If you are a business or entrepreneur you really want to have your own self-hosted website because the Internet is massive right now and will only continue to grow. You simply can’t afford to be missing out on potential sales and customers due to the steady traffic the web provides.
When you purchase web hosting space, you can then upload files and images to your online real estate, effectively creating a website that will be available to millions of people worldwide.
Domain name: A domain name is your WWW address on the web. While the web host is your real estate, your domain name is your address, much like a physical address. But instead of a street name and number you are given a domain name (www.yourdomain.com).
Most web hosts provide you with a domain name of your choice once you register for an account. Alternatively you can also buy them from a domain name registrar.
Database: A database is simply a file which contains organized and structured information such as other files, pictures, music and more. The purpose of a database is to allow users access to information in a secure digital way by means of a login. A typical example is a self hosted WordPress blog which requires a database to function.
The owner would then be able to login to the admin section of the blog while readers can browse it with the help of the Internet without needing to login (unless the blog is made private).
MySQL: MySQL is the world’s most popular database for open source, meaning everybody can tweak and twiddle with the software however they deem fit. MySQL stands for “Structured Query Language.” These days most good hosts use MySQL databases due to their ability to deal with web languages such as PHP (which is code to laymen) but provides a more dynamic setup.
Disk Space: This terminology refers to the “virtual floorspace” you are given by your web hosting company. The hard disk space sits on the computers of your host, acting as your web server. Depending on the size of your website you might need more or less space. Many people start out with a small account and then gradually increase it if the need arises. Most users will never even use the amount of disk space given to them by their web host.
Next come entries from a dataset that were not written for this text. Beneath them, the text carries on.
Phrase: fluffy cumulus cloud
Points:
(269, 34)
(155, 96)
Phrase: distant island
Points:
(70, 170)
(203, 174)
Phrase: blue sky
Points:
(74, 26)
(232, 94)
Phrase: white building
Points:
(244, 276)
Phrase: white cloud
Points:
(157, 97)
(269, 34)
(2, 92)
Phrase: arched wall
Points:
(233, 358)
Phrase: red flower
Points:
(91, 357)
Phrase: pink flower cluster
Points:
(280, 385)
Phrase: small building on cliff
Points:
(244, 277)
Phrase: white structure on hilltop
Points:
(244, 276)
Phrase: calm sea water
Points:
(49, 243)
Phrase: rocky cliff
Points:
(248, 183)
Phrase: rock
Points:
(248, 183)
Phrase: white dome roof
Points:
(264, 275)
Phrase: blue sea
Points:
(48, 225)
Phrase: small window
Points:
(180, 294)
Bandwidth: The best way to imagine Bandwidth is to compare it to the amount of visitors and traffic you receive in your home each month. The more traffic your website has, the more data will be used. If your homepage is 40KB in size then each visitor to your website will use 40KB of data. This multiplies by the total amount of visitors you have on your website each month and then some because your own visits count as well.
If your allotted usage of Bandwidth is exceeded in any given month you will usually be charged extra by your hosting company. A good way to monitor your usage is by using the web stats program in your cPanel admin.
cPanel: A cPanel is simply said your control panel into which you as a webmaster can login and perform website maintenance tasks. In short it is a UNIX based web hosting interface.
Web Stats: Your web stats give you important insights into your website visitor’s behavior. While nobody should waste hours each day studying their stats, it is certainly useful and recommended to make it a habit to check-in at least once a week to see what brings visitors to your site and what repels them.
By monitoring your stats (from within your cPanel admin) you can gain clear insights in regards to your website which is essential for growing any site.
FTP: FTP stands for “file transfer protocol.” You need an FTP client to upload files to your online server (your host). You can access FTP features from within your hosting account’s cPanel or else you can download free or paid FTP software directly to your computer to save time.
POP 3 Email: A POP 3 email account is a common by-product of many web hosting packages these days. It will allow you to create one or unlimited email addresses depending on your package, which you can then forward to your computer by means of POP 3. Instead of having to read your email online after login into your account, you simply read in in Outlook Express or a similar program on your machine.
The great thing about domain specific emails is the professionalism they portray to readers. It sounds much better if you advertise email@example.com as your chosen email than using something like firstname.lastname@example.org
Hopefully by now you understand a little more about the mysteries of common web hosting terms. They really are not that hard to comprehend after you familiarize yourself with the terms. The best way to get familiar is to just buy a simple web hosting package and get started.